Into Lewis' life comes Helen Stephens (Anna Massey) who lives downstairs with her mother (Maxine Audley). Drawn to the gentle Lewis, she shares the filmed childhood experiences of the young man, never realising either the content of the other cans of film in his room nor the designs he has on studio colleague Vivian (Moira Shearer).
Powell's career as a filmmaker spanned over four decades and among his credits are the curious British film A Canterbury Tale and, from 1941 and in partnership with Emeric Pressburger, A Matter Of Life And Death, The Life And Death Of Colonel Blimp and Black Narcissus. Powell was also fascinated by ballet and Shearer was to star in The Red Shoes and his The Small Back Room was hailed as one of the handful of films that summed up the bleaker side of post-war Britain. But Peeping Tom almost finished his career - he worked little after its release and died in 1990.

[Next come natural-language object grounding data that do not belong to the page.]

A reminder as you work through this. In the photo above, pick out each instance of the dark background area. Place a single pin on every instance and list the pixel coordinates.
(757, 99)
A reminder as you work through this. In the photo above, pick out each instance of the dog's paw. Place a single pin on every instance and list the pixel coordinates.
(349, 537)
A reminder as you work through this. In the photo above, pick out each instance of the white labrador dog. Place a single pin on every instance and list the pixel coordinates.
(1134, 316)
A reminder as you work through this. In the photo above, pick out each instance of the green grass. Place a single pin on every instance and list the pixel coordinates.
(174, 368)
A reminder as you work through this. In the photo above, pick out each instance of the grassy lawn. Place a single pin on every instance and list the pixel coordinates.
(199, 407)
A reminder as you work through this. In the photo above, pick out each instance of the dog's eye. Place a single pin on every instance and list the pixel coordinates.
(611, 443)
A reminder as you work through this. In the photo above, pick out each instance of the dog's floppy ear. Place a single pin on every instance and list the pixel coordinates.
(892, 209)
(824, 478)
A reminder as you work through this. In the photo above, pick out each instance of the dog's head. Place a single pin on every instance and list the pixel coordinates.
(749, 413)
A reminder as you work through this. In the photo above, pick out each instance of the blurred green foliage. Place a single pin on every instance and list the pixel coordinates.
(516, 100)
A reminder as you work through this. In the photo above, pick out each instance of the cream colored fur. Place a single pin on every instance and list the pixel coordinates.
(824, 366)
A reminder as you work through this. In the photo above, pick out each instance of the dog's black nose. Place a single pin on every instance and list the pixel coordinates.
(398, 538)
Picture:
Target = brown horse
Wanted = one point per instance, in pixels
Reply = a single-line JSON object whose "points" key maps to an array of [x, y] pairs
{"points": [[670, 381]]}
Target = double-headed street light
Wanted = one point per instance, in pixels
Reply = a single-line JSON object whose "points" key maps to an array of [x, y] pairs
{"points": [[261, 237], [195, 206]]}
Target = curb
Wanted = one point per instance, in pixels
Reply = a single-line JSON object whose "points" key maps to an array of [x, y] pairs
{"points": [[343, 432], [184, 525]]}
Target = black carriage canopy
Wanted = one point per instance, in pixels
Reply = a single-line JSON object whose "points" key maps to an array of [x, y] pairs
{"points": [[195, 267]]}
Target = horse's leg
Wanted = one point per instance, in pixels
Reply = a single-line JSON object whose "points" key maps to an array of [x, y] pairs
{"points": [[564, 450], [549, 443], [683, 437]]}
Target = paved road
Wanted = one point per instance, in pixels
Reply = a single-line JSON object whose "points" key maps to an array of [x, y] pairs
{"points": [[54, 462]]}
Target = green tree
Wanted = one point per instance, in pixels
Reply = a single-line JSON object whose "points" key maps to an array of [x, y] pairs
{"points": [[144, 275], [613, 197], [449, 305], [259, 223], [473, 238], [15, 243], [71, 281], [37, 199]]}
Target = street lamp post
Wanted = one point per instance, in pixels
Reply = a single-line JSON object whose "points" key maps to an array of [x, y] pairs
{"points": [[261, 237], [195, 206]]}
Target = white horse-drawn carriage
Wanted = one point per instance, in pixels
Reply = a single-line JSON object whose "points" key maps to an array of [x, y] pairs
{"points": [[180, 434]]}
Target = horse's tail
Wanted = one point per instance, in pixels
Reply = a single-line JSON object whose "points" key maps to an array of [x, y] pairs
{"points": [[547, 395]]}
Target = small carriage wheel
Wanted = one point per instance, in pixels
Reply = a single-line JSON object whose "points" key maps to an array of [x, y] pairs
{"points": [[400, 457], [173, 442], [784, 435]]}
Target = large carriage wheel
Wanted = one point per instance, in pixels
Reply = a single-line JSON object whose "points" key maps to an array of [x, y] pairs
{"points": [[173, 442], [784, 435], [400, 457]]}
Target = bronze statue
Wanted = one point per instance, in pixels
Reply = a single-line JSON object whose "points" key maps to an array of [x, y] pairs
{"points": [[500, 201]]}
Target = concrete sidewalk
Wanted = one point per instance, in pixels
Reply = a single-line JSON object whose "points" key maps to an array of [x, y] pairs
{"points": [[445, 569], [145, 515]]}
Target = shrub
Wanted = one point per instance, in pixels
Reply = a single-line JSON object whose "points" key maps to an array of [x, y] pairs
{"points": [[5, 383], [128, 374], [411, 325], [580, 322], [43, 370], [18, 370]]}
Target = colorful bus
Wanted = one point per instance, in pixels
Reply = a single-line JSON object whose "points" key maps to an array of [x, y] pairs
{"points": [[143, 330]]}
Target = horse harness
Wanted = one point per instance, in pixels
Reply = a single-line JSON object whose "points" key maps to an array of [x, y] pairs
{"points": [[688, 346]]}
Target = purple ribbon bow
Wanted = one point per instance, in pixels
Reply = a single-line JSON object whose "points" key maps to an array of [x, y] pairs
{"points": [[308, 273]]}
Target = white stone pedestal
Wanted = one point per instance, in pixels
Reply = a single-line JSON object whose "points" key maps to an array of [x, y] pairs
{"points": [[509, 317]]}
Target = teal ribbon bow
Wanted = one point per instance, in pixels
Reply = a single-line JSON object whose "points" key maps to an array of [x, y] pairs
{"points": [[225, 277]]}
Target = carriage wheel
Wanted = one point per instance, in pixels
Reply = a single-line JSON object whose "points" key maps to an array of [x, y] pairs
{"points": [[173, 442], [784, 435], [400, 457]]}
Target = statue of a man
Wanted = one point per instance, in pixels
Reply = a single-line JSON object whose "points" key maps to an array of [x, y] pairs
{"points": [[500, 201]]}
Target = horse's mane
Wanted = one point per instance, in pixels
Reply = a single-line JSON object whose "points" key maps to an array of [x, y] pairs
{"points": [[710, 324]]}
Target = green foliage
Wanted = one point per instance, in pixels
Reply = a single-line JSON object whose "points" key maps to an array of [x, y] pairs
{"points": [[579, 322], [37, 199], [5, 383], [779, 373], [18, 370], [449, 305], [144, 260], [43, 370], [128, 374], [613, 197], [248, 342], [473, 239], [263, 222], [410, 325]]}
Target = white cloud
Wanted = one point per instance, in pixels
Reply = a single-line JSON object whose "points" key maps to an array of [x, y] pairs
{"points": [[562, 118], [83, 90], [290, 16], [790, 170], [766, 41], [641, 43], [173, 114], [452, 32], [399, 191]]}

At its time of release, the British critics found it hard to deal with the brutal realism Powell brought to the film. Across the water, however, the Americans seemed to have a calmer and more studied point of view and could see value in a film that, over here, did not receive the critical support it deserved. Variety wrote, "Offbeat chilly yarn about a psychopathic killer. Saved from unpleasantness by shrewd direction and excellent photography... this pic is above the level of the run-of-mill horror film and has obvious box-office potential."